In the present investigation, we assessed the effect of predicted NK cell alloreactivity through KIR-ligand interactions on relapse and survival outcomes in a pediatric cohort. This retrospective study included pediatric patients who underwent their first haploidentical HSCT following the Beijing protocol between 2013 and 2023. Both low- and high-resolution typing methods were employed for all donor and patient samples. The presence of NK cell alloreactivity was determined using predictive models incorporating the HLA class I molecules of both donors and recipients. NK cell alloreactivity was classified as ALLO or Non-ALLO based on the presence or absence of predicted alloreactivity, and its effects on relapse and overall survival were evaluated through individual and combinatorial interactions.
Multivariate analysis demonstrated that, among patients lacking A3/A11, those who received grafts from donors with both KIR3DL2+ and A3/A11+ had an 86% lower risk of relapse (adjusted hazard ratio 0.136; p = 0.0489). Both Synthesis-iKIR and combined Synthesis-iKIR/KIR2DS1 showed significant independent effects on overall survival, with clinically adjusted hazard ratios of 0.305 and 0.316 (p < 0.005), respectively. The disease state at transplantation was an independent clinical factor influencing prognosis. Other additive models failed to effectively predict clinical outcomes in pediatric recipients.

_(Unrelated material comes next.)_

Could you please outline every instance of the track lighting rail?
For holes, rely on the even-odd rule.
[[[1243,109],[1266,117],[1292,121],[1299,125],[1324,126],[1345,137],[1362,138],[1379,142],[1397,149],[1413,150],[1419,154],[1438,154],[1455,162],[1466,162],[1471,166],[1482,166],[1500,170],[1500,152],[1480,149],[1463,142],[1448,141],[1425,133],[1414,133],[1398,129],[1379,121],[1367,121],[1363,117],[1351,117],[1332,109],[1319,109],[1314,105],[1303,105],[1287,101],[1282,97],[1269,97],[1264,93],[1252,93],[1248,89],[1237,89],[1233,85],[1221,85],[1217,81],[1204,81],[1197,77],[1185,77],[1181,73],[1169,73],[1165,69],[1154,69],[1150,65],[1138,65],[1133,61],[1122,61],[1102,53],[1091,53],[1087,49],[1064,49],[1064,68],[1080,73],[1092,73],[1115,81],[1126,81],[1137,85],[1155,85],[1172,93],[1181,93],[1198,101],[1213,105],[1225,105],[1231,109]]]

These results indicate that pediatric patients exhibiting NK cell alloreactivity, as predicted by the KIR3DL2-A3/A11 combination, had a significantly lower cumulative incidence of relapse. Furthermore, alloreactivity predicted by Synthesis-iKIR was significantly associated with improved overall survival. These findings have not been previously validated in pediatric studies and may have clinical relevance for haploidentical transplantation population, pending confirmation in larger cohorts.
复发仍然是导致单倍体相合造血干细胞移植(HSCT)治疗失败的主要因素。由杀伤细胞免疫球蛋白样受体(KIR)介导的自然杀伤(NK)细胞同种异体反应性在术后免疫重建和减轻复发方面的作用被认为很重要。然而,其临床意义仍未完全明确,并且在不同研究中其对异基因HSCT的影响存在争议。
在本研究中,我们评估了通过KIR-配体相互作用预测的NK细胞同种异体反应性对一组儿科患者复发和生存结局的影响。这项回顾性研究纳入了2013年至2023年间按照北京方案接受首次单倍体相合HSCT的儿科患者。对所有供体和患者样本均采用了低分辨率和高分辨率分型方法。使用包含供体和受体HLA I类分子的预测模型来确定NK细胞同种异体反应性的存在。根据预测的同种异体反应性的有无,将NK细胞同种异体反应性分为ALLO或非ALLO,并通过个体和组合相互作用评估其对复发和总生存的影响。
多变量分析表明,在缺乏A3/A11的患者中,接受来自同时具有KIR3DL2+和A3/A11+的供体移植的患者复发风险降低86%(调整后风险比0.136;p = 0.0489)。合成-iKIR和合成-iKIR/KIR2DS1联合均对总生存有显著独立影响,临床调整后的风险比分别为0.305和0.316(p < 0.005)。移植时的疾病状态是影响预后的独立临床因素。其他相加模型未能有效预测儿科受者的临床结局。
这些结果表明,如通过KIR3DL2-A3/A11组合预测的那样,表现出NK细胞同种异体反应性的儿科患者复发的累积发生率显著较低。此外,合成-iKIR预测的同种异体反应性与总生存改善显著相关。这些发现此前在儿科研究中尚未得到验证,对于单倍体相合移植人群可能具有临床相关性,有待在更大队列中得到证实。